Une urgence qui dépasse les clivages
Genève a observé une explosion des mesures d’éloignement pour violences domestiques, signal indirect des bouleversements que les extrêmes climatiques provoquent sur le tissu social. Les urgences des hôpitaux genevois rapportent des afflux de personnes souffrant de malaises liés à la chaleur, en nombre inédit depuis le Covid. C’est un appel d’air frais que les politiques ne peuvent ignorer.

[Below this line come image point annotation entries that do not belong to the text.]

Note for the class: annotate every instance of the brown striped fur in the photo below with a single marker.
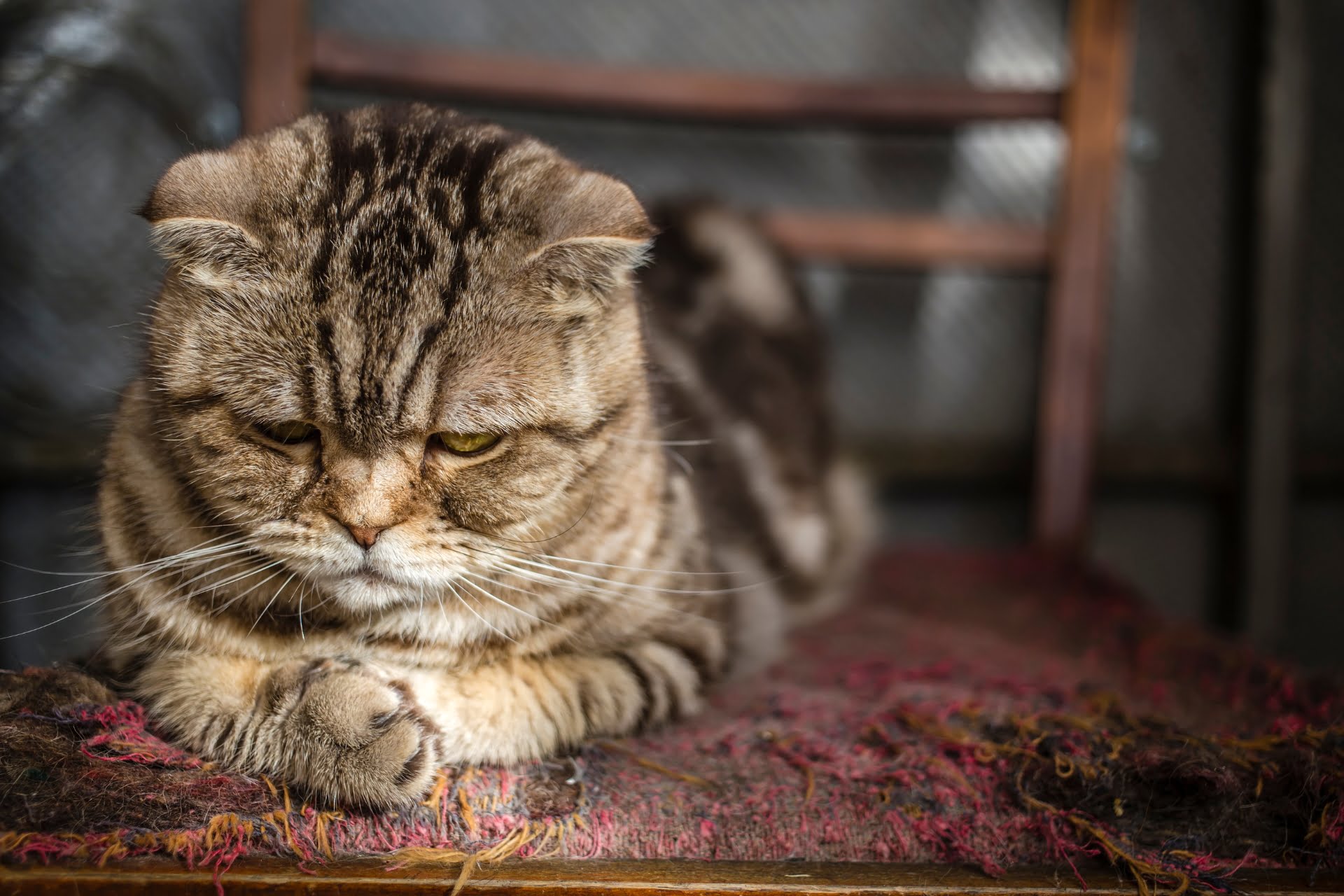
(663, 496)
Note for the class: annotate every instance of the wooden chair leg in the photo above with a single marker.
(277, 64)
(1075, 316)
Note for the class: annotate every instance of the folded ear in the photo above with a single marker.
(580, 276)
(200, 216)
(597, 235)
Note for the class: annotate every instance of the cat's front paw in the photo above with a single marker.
(358, 738)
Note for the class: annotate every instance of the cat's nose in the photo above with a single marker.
(365, 535)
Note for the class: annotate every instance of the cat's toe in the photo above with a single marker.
(369, 743)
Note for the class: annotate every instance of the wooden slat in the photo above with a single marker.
(888, 241)
(1075, 315)
(350, 62)
(598, 878)
(276, 67)
(1268, 495)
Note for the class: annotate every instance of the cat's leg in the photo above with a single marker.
(342, 729)
(531, 707)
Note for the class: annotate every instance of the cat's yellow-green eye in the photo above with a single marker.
(288, 431)
(464, 442)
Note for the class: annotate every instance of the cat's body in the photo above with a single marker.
(410, 477)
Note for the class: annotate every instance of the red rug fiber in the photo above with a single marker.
(993, 710)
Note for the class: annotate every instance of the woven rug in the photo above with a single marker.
(993, 710)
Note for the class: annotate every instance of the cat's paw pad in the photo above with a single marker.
(362, 736)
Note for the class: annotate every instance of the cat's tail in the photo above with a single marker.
(743, 355)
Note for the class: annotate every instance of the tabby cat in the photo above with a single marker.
(416, 473)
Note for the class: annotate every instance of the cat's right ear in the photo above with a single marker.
(198, 211)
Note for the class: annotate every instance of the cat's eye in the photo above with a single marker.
(288, 431)
(464, 444)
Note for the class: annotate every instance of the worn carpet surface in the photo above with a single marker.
(991, 710)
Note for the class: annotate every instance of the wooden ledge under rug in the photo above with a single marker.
(554, 876)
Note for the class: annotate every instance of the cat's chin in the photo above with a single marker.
(368, 590)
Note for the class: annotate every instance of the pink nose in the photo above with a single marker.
(365, 535)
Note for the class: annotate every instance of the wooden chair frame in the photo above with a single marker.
(286, 55)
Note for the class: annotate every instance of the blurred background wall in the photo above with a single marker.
(936, 372)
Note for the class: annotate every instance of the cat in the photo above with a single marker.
(419, 470)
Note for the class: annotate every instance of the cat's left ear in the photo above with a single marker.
(598, 234)
(200, 211)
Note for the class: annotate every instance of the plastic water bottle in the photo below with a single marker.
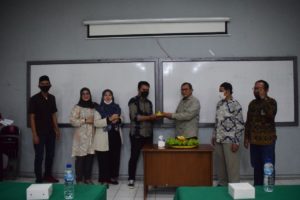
(268, 176)
(69, 182)
(161, 142)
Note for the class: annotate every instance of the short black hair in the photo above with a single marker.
(187, 83)
(103, 93)
(141, 83)
(227, 86)
(44, 78)
(266, 84)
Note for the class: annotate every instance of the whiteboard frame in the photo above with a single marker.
(158, 79)
(295, 122)
(55, 62)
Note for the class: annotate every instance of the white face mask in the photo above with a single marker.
(221, 95)
(108, 102)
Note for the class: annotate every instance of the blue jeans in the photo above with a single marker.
(259, 154)
(47, 143)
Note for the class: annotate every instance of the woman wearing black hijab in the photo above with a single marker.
(82, 117)
(108, 138)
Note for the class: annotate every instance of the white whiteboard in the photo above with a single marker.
(206, 77)
(67, 80)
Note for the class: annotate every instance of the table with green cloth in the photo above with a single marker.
(17, 191)
(281, 192)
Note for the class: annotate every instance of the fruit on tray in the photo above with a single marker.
(182, 141)
(158, 113)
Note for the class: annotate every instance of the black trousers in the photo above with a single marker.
(47, 144)
(114, 153)
(103, 166)
(136, 147)
(1, 166)
(84, 167)
(258, 155)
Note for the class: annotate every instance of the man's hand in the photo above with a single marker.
(246, 143)
(35, 139)
(213, 141)
(57, 133)
(114, 118)
(89, 120)
(167, 115)
(234, 147)
(152, 117)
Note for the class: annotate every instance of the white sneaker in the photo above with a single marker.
(131, 184)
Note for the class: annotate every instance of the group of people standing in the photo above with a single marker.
(259, 132)
(98, 132)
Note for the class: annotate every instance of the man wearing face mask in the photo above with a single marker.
(187, 113)
(229, 127)
(260, 131)
(141, 126)
(43, 121)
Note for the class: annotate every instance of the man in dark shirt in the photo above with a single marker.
(141, 128)
(43, 121)
(260, 131)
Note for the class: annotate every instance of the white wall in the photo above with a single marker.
(53, 30)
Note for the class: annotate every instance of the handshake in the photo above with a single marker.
(163, 114)
(114, 118)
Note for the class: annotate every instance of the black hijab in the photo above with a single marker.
(106, 110)
(85, 104)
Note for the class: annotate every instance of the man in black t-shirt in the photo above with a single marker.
(43, 121)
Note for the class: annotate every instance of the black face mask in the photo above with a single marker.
(256, 94)
(45, 88)
(144, 94)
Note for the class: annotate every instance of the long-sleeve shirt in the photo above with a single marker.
(260, 125)
(187, 117)
(84, 133)
(140, 106)
(229, 125)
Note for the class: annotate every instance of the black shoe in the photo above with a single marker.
(131, 184)
(114, 181)
(38, 181)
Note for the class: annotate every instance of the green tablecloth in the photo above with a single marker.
(17, 191)
(281, 192)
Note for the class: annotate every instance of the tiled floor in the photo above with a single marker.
(123, 192)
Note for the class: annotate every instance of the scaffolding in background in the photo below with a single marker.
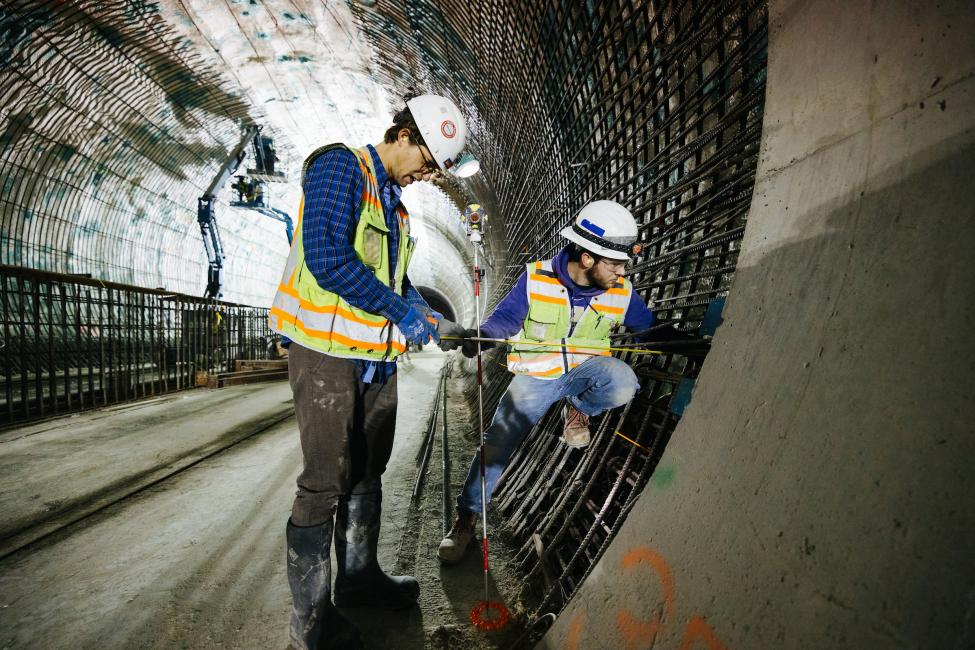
(72, 343)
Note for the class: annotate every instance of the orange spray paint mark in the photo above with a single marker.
(575, 633)
(699, 630)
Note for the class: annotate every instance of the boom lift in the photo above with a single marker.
(250, 194)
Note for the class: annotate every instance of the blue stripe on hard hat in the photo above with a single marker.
(592, 227)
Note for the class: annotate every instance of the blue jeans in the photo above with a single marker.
(597, 385)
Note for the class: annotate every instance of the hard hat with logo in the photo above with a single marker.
(605, 228)
(442, 126)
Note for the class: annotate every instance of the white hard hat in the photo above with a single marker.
(442, 126)
(605, 228)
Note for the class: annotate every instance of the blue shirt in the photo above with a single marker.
(509, 315)
(333, 195)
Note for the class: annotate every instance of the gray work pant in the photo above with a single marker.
(346, 429)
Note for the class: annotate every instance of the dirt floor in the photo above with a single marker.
(196, 560)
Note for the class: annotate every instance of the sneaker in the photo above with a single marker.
(454, 545)
(575, 432)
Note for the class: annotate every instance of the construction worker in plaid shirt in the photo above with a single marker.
(348, 308)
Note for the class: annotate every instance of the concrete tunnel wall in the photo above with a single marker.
(822, 492)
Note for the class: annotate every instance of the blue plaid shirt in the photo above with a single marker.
(333, 194)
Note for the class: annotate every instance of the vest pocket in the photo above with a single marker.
(373, 245)
(543, 322)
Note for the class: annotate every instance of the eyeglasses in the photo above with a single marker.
(429, 164)
(617, 266)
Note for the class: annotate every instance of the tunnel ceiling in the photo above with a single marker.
(115, 116)
(656, 104)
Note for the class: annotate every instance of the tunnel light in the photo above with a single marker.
(467, 166)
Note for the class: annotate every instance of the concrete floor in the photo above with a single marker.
(184, 543)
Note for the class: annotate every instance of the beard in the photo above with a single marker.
(594, 281)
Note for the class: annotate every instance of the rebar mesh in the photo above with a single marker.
(657, 104)
(72, 343)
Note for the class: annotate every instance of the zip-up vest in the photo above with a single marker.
(549, 320)
(324, 321)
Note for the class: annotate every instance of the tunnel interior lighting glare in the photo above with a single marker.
(467, 166)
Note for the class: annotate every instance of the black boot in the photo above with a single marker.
(315, 623)
(360, 582)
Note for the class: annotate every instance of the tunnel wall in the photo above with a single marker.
(821, 477)
(111, 127)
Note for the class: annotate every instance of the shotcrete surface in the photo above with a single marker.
(822, 492)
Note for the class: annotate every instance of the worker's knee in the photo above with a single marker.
(616, 381)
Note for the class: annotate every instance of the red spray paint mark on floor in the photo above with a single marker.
(495, 621)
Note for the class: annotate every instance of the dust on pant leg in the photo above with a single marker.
(611, 383)
(326, 391)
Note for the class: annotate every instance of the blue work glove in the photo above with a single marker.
(417, 329)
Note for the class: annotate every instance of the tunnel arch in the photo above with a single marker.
(438, 302)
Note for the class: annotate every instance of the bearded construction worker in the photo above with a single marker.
(578, 298)
(347, 306)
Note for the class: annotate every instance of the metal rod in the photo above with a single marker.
(445, 465)
(554, 344)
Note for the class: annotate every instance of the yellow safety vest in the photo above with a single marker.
(549, 320)
(324, 321)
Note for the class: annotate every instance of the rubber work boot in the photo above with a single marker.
(455, 544)
(360, 582)
(575, 431)
(315, 623)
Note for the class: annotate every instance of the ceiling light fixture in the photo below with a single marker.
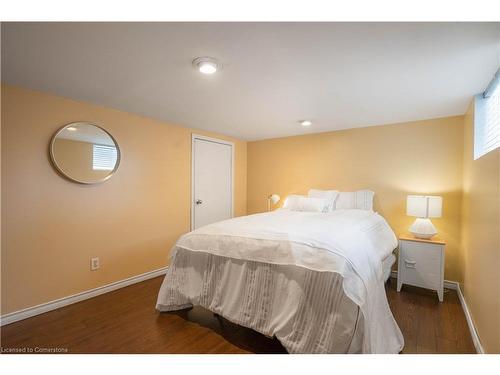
(206, 65)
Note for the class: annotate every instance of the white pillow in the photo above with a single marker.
(361, 200)
(302, 203)
(329, 195)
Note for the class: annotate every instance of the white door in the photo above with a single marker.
(212, 184)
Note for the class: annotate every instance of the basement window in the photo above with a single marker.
(103, 157)
(487, 119)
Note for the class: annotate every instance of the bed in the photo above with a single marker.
(313, 280)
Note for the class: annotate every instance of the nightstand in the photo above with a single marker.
(421, 263)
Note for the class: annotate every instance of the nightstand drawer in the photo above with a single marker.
(421, 264)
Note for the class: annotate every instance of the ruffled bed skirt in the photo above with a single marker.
(307, 311)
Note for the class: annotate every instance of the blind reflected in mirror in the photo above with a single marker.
(84, 153)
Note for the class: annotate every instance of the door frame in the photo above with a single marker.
(214, 140)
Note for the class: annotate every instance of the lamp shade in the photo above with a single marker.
(424, 206)
(275, 198)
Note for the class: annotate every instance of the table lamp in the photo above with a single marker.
(423, 207)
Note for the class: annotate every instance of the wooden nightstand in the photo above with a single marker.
(421, 263)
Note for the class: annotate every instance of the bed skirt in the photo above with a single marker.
(307, 311)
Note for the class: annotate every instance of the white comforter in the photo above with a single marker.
(352, 243)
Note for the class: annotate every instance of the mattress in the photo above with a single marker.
(315, 281)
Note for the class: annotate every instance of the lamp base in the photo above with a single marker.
(423, 228)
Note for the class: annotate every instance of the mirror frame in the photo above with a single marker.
(62, 173)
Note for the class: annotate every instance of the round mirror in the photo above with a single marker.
(84, 153)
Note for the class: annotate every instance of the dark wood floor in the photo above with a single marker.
(125, 321)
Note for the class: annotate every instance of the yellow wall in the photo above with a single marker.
(423, 157)
(51, 227)
(481, 241)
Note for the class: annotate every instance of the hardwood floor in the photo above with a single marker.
(125, 321)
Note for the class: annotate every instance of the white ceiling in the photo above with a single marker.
(339, 75)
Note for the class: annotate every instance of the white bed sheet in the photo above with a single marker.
(351, 243)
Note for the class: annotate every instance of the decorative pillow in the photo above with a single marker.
(329, 195)
(302, 203)
(361, 200)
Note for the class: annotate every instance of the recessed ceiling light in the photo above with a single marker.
(206, 65)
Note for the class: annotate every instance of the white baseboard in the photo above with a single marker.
(472, 328)
(447, 283)
(65, 301)
(470, 322)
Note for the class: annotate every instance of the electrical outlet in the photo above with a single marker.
(94, 264)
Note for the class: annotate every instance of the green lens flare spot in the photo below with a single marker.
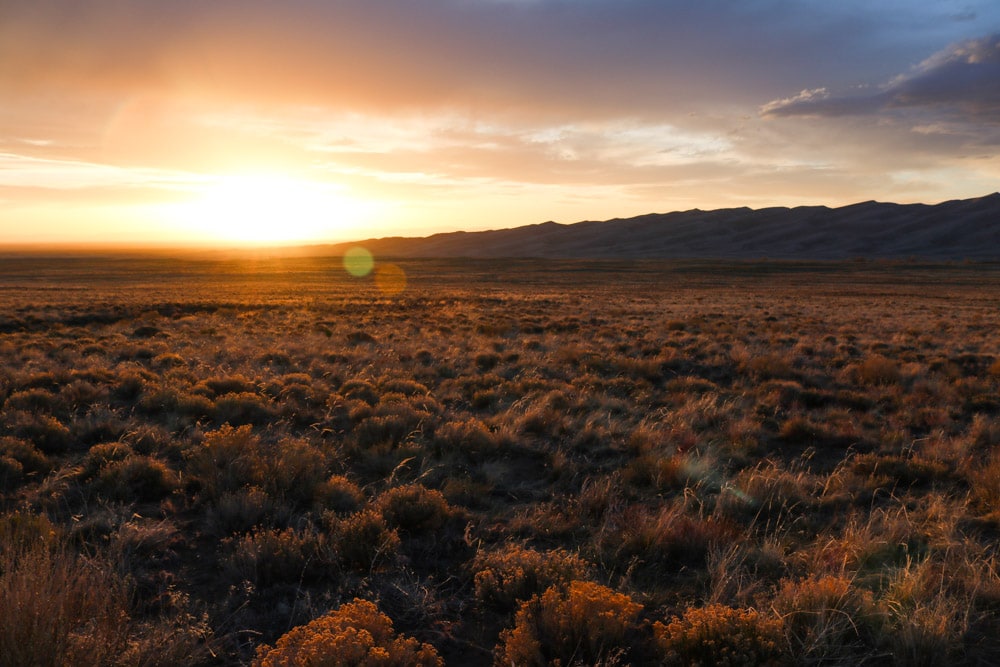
(358, 262)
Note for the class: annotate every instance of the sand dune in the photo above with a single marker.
(952, 230)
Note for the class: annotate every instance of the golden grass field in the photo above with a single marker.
(216, 461)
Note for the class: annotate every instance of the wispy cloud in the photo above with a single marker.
(962, 82)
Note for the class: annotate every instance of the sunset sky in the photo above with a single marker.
(308, 121)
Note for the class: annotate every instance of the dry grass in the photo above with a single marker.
(597, 462)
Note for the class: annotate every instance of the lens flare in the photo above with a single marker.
(358, 262)
(390, 279)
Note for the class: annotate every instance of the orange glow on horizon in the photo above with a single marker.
(268, 209)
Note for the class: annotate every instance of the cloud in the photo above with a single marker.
(962, 82)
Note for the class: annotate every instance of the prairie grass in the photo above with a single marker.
(576, 462)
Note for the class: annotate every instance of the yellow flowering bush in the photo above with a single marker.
(583, 623)
(355, 635)
(513, 574)
(721, 635)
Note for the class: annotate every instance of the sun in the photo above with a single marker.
(262, 209)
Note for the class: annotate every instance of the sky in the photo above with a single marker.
(307, 121)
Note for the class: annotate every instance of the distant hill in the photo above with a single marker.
(952, 230)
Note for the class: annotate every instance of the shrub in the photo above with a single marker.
(69, 610)
(355, 634)
(268, 556)
(340, 495)
(415, 509)
(720, 635)
(874, 370)
(32, 461)
(242, 408)
(513, 574)
(362, 540)
(136, 478)
(826, 616)
(239, 511)
(228, 459)
(46, 432)
(582, 623)
(661, 538)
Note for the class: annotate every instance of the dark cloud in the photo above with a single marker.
(962, 82)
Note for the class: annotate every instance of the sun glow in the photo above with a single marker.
(260, 209)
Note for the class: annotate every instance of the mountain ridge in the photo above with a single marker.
(951, 230)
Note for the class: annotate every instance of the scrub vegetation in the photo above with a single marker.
(269, 461)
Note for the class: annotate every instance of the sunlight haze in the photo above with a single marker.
(254, 123)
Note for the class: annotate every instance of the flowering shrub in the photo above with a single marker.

Pourtant, la Suisse reste profondément divisée sur la réponse. La Suisse est sortie assommée de la vague de chaleur extrême, et les partis politiques y vont de leurs propositions, avec l’installation de climatisation au cœur du débat qui éclipse souvent le reste des solutions. Ses riverains aussi. Dans les forums numériques, le ton monte entre partisans de la climatisation « nécessaire » et défenseurs de stratégies alternatives: amélioration thermique des bâtiments, réduction du béton, développement des zones ombragées et verdoyantes.
L’ironie, c’est que ces deux approches ne sont pas forcément incompatibles. Mais les gouvernants les présentent comme telles, par paresse politique. Accepter quelques climatiseurs « de secours » dans les écoles et hôpitaux, tout en renforçant sérieusement les normes d’isolation? Ce scénario aurait le mérite de l’honnêteté. Il suppose simplement qu’on cesse de voir les climatiseurs comme un aveu d’échec.
Les prochains défis
Les Cantons de Suisse romande, particulièrement Genève et Valais, vont être au premier rang de ces débats lors des sessions parlementaires de l’automne 2026. Les demandes d’installation de climatiseurs dans les équipements publics se multiplient. Des demandes accompagnées d’études coûts-bénéfices que les administrations communales traînent des pieds à produire.
Le véritable enjeu n’est pas climatologique, mais politique: accepter que le changement climatique impose des adaptations maintenant, plutôt que de persister à croire qu’une transition lointaine suffira. La canicule de cet été aura peut-être enfin force de loi.